A extrema direita bolsonarista e a direita assumem em Mato Grosso discursos próximos, mas absolutamente conflitantes na essência dos fatos. O governador Otaviano Pivetta (Republicanos) e o prefeito de Cuiabá, Abilio Brunini (PL), trataram do mesmo assunto: a direita entregaria resultados, não fica só no blábláblá ideológico. Mas ao se posicionar como a “direita que faz”, Pivetta se contrapõem à extrema direita bolsonarista, como o mau exemplo de quem fala muito e não faz nada. Certamente as pesquisas qualitativas feitas mostram que a principal crítica aos políticos bolsonaristas é que eles têm pouca ação e muita falação. O governador tenta se afastar desta avaliação negativa do eleitorado. Vamos às declarações de cada figura pública, da direita e da extrema direita.
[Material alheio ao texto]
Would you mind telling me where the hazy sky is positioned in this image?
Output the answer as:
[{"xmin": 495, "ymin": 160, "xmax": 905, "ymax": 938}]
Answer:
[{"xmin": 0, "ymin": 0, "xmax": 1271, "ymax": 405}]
ABILIO DIZ QUE BOLSONARO ENTREGOU “RESULTADOS”

Seria cômico se não fosse trágico, Abilio, chamado pelos adversários de prefeito TikTok, diz que a sua “direita” (o bolsonarismo é extrema direita, mas não se assume quanto a sua posição no espectro político-ideológico) se define pela entrega de resultados concretos. É essa mesma figura pública que passa o dia ocupado apenas com o debate ideológico nas redes sociais que agora quer falar de “entregas”?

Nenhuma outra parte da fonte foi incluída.